Mitochondria have a double-membrane structure like that of some bacteria, and-again, like bacteria-contain their own DNA. Analyses of the mitochondrial genome suggest that it shares an ancient ancestor with modern Rickettsia bacteria, which can live within the cells of their hosts and cause disease. Stronger support for the bacterial origin of mitochondria theory would come from experiments showing that independent bacteria could indeed be transformed, in an evolution-like progression, into mitochondria-like symbionts. To that end, the Scripps Research scientists engineered E. coli bacteria that could live in, depend upon, and provide key assistance to, cells of Saccharomyces cerevisiae, also known as baker's yeast.

The researchers started by modifying E. coli to lack the gene encoding thiamin, making the bacteria dependent on the yeast cells for this essential vitamin. At the same time, they added to the bacteria a gene for ADP/ATP translocase, a transporter protein, so that ATP produced within the bacterial cells would be supplied to their yeast-cell hosts-mimicking the central function of real mitochondria.

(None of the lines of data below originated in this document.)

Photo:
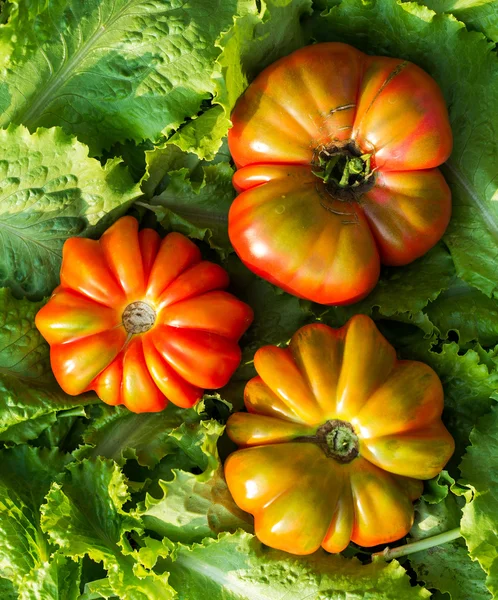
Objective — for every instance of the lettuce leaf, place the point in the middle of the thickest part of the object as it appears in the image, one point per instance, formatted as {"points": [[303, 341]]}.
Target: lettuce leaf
{"points": [[480, 517], [84, 516], [111, 70], [194, 507], [481, 15], [466, 311], [237, 566], [470, 383], [51, 190], [25, 551], [30, 398], [120, 435], [448, 567]]}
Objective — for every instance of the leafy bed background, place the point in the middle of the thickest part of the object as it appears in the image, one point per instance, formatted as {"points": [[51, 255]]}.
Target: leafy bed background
{"points": [[115, 106]]}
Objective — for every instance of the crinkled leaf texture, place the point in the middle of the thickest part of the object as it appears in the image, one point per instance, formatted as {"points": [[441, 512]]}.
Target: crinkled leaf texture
{"points": [[120, 435], [480, 517], [51, 190], [447, 567], [111, 70], [469, 313], [470, 382], [194, 507], [26, 555], [481, 15], [237, 566], [84, 516], [30, 398]]}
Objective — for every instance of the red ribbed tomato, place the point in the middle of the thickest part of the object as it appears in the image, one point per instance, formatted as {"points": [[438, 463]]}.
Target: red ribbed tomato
{"points": [[337, 154], [142, 321]]}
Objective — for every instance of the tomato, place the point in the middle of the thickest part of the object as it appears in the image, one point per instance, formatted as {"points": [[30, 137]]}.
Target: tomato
{"points": [[337, 154], [337, 438], [142, 321]]}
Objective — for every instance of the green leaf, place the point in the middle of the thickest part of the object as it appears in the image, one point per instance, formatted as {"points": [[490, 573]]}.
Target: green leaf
{"points": [[447, 567], [481, 15], [57, 580], [84, 516], [107, 70], [51, 190], [24, 354], [194, 507], [7, 590], [238, 566], [203, 135], [468, 312], [468, 77], [256, 41], [25, 478], [401, 293], [470, 387], [30, 398], [480, 517], [198, 209], [437, 488], [120, 435], [277, 316]]}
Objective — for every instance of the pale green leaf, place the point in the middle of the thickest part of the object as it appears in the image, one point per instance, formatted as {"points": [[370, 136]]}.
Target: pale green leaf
{"points": [[481, 15], [25, 478], [480, 517], [194, 507], [51, 190], [84, 516], [238, 567], [111, 70]]}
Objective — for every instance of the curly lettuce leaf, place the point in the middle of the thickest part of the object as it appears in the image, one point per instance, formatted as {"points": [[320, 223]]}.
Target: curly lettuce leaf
{"points": [[111, 70], [277, 315], [468, 77], [25, 478], [51, 190], [55, 580], [470, 385], [198, 209], [194, 507], [480, 517], [84, 516], [481, 15], [238, 566], [466, 311], [7, 590], [30, 398], [447, 567], [120, 435], [257, 40]]}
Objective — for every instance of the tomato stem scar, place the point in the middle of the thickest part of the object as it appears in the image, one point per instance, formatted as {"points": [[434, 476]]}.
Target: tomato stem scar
{"points": [[337, 439], [138, 317]]}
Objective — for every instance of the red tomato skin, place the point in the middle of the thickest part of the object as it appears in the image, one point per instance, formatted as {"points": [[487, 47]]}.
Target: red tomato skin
{"points": [[191, 344], [328, 95]]}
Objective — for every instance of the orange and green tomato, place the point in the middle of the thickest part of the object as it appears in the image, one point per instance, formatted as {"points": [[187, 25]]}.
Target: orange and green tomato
{"points": [[338, 437], [337, 154], [142, 320]]}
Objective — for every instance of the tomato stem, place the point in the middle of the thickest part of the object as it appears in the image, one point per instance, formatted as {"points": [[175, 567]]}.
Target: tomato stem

The team also modified the yeast so that their own mitochondria were deficient at supplying ATP. Thus the yeast would be dependent on the bacteria for normal, mitochondria-based ATP production.

The team found that some of the engineered bacteria, after being modified with surface proteins to protect them from being destroyed in the yeast, lived and proliferated in harmony with their hosts for more than 40 generations and appeared to be viable indefinitely. "The modified bacteria seem to accumulate new mutations within the yeast to better adapt to their new surroundings," says Schultz.

With this system established, the team will try to evolve the E. coli to become mitochondria-like organelles. For the new E. coli endosymbiont, adapting to life inside yeast could allow it an opportunity to radically slim its genome. A typical E. coli bacterium, for example, has several thousand genes, whereas mitochondria have evolved a stripped-down set of just 37.

The Scripps Research team rounded out the study with further gene-subtraction experiments, and the results were promising: they found they could eliminate not just the E. coli thiamin gene but also the genes underlying the production of the metabolic molecule NAD and the amino acid serine, and still get a viable symbiosis.

"We are now well on our way to showing that we can delete the genes for making all 20 amino acids, which comprise a significant part of the E. coli genome," says Schultz. "Once we've achieved that, we'll move on to deleting genes for the syntheses of cofactors and nucleotides, and within a few years we hope to be able to get a truly minimal endosymbiotic genome."